[comp.lang.forth] Forth Compilation

ews00461@uxa.cso.uiuc.edu (08/01/89)

I posted this question a while ago, and not even "jax" responded, so
I'll try it again...

I've seen Forth systems that generate object code.  How is usually done ?
Inline code ?  Lots of jsr (subroutine calls) ?  Are they simply using
the dictionary as a "symbol table" ?

I'm interested in any discussion at all on this, if you don't know how
it IS done, how would you do it ?

It seems to me that storing assembler mneumonics for each dictionary
word and simply generating inline code would work, but I'm sure there
are other algortihms.  Also, some flexibility is necessary I'm sure
because pure inline expansion of all words would yield HUGE code.

Any ideas ?

Eric W Sink
ews00461@uxa.cso.uiuc.edu

wmb@SUN.COM (Mitch Bradley) (08/02/89)

How people do inline code expansion:

a) First of all, the basic mechanism is to compile a "jsr" or "bsr" or
   "call" (or whatever) instruction for each Forth word called by a
   definition.

   In and of itself, this is usually a lose, because on most machines
   it takes up more space than threaded code, plus it is likely to be
   slower because most machines push a return address on the memory
   stack for each "jsr" and pop it on the return.

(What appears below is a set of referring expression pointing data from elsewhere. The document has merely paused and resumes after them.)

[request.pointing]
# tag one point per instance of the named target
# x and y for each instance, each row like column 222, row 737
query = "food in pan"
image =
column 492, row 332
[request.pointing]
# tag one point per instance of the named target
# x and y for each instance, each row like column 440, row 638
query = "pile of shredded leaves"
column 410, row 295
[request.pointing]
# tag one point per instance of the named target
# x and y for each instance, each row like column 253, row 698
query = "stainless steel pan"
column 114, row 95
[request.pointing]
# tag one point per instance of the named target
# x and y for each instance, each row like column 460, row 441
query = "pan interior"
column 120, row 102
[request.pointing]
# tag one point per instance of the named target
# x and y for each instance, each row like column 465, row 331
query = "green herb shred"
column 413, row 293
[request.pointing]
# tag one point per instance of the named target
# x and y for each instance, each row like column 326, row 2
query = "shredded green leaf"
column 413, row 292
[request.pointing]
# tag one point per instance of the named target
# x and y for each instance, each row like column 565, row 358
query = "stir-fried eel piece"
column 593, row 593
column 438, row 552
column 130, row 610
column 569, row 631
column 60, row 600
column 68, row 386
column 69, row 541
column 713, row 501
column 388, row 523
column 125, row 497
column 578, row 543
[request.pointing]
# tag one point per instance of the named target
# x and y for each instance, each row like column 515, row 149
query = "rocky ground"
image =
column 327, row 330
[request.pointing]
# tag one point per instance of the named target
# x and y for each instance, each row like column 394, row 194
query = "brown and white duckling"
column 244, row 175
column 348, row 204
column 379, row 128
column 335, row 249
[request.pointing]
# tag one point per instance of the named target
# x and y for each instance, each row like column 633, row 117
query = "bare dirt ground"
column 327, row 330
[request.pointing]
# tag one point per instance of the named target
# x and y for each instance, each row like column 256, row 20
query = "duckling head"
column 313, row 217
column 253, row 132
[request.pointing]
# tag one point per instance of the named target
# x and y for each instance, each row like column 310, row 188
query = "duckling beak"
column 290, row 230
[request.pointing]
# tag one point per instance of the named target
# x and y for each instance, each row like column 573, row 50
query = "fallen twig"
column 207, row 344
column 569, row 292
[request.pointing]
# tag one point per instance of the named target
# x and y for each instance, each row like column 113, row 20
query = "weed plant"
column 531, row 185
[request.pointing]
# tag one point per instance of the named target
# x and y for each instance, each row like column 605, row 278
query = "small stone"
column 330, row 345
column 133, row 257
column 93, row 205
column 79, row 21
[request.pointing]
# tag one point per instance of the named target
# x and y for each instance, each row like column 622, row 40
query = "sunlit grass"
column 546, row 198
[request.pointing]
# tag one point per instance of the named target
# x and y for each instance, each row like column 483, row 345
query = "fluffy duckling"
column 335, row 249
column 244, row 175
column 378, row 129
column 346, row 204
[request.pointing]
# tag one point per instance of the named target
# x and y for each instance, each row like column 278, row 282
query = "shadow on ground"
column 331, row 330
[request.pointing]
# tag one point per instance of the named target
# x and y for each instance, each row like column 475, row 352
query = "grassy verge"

   However, it opens the door to in-line compilation, which can be a
   big win:

b) Some words are marked with an "in-line" bit.  When the compiler
   encounters those words, instead of compiling the "jsr", it copies
   the machine code for that word into the new definition.  Often these
   in-line code sequences are only a few bytes long, so the code expansion
   is minimal.  Longer words are usually not worth expanding in-line
   anyway, since their call/return overhead is amortized over a greater
   amount of actual work.

c) The compiler can do peephole optimization as it compiles the in-line
   code.  For instance, if one word ends with, e.g. PUSH A0  and the
   next word begins with, e.g. POP A0, the compiler could just erase
   both instructions.  More sophisticated optimizations are of course
   possible.

d) The "in-line" words generally have surrogate versions which can be
   "ticked" and executed in the normal interactive way.

In-line compilation is actually quite easy to implement.  I did an
in-line version of my system several years ago.  The basic work took
a couple of evenings.  I didn't pursue the effort much further, because
I was unwilling to trade off the ability to decompile for extra speed,
which I could always get by writing a few code words.

Mitch

toma@tekgvs.LABS.TEK.COM (Tom Almy) (08/02/89)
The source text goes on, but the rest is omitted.